Valentina Voronkova, Nataly Kacherovsky, Christine Tachibana, Diana Yu and Elton T. Young1

Department of Biochemistry, University of Washington, Seattle, WA 98195-7350

1 Corresponding author: Department of Biochemistry, University of Washington, 1959 Pacific Ave., Seattle, WA 98195-7350.
E-mail: ety{at}u.washington.edu

The transcription factor Adr1 directly activates the expression of genes encoding enzymes in numerous pathways that are upregulated after the exhaustion of glucose in the yeast Saccharomyces cerevisiae. ADH2, encoding the alcohol dehydrogenase isozyme required for ethanol oxidation, is a highly glucose-repressed, Adr1-dependent gene. Using a genetic screen we isolated >100 mutants in 12 complementation groups that exhibit ADR1-dependent constitutive ADH2 expression on glucose. Temperature-sensitive alleles are present among the new constitutive mutants, indicating that essential genes play a role in ADH2 repression. Among the genes we cloned is MOT1, encoding a repressor that inhibits TBP binding to the promoter, thus linking glucose repression with TBP access to chromatin. Two genes encoding proteins involved in vacuolar function, FAB1 and VPS35, and CDC10, encoding a nonessential septin, were also uncovered in the search, suggesting that vacuolar function and the cytoskeleton have previously unknown roles in regulating gene expression.

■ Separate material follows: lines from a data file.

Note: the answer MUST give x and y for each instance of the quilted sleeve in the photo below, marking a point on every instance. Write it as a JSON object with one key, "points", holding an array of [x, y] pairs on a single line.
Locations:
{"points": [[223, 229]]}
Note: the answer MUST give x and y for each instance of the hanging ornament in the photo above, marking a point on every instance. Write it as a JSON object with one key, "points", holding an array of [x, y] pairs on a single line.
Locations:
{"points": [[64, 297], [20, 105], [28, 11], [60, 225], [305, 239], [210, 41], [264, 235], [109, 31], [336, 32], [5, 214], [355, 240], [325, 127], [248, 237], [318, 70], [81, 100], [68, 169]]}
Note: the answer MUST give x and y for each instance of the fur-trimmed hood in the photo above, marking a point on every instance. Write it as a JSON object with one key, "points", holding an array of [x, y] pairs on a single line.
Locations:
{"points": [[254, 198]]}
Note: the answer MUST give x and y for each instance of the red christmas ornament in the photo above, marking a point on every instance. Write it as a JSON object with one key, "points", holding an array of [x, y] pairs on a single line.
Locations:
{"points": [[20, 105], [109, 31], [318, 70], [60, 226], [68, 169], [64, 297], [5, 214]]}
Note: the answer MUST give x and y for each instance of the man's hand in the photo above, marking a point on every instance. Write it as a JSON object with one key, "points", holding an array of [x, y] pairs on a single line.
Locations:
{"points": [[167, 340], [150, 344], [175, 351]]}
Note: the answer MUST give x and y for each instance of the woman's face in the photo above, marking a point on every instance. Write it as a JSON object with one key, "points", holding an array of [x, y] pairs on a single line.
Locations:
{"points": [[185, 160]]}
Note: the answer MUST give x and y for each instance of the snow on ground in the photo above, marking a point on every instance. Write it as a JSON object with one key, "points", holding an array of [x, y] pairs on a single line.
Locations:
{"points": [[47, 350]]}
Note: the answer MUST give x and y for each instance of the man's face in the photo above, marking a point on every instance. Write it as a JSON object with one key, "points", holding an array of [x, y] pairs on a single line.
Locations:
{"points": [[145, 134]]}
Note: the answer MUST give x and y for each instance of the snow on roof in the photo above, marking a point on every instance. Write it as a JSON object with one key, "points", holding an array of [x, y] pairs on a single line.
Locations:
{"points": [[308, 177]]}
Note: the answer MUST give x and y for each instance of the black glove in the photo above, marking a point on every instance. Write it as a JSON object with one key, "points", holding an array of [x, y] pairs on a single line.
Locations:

Constitutive activation of ADH2 expression by Adr1 is SNF1-dependent in a strain with a defective MOT1 gene, whereas deletion of SNF1 did not affect constitutive ADH2 expression in the mutants affecting vacuolar or septin function. Thus, the mutant search revealed previously unknown Snf1-dependent and -independent pathways of ADH2 expression.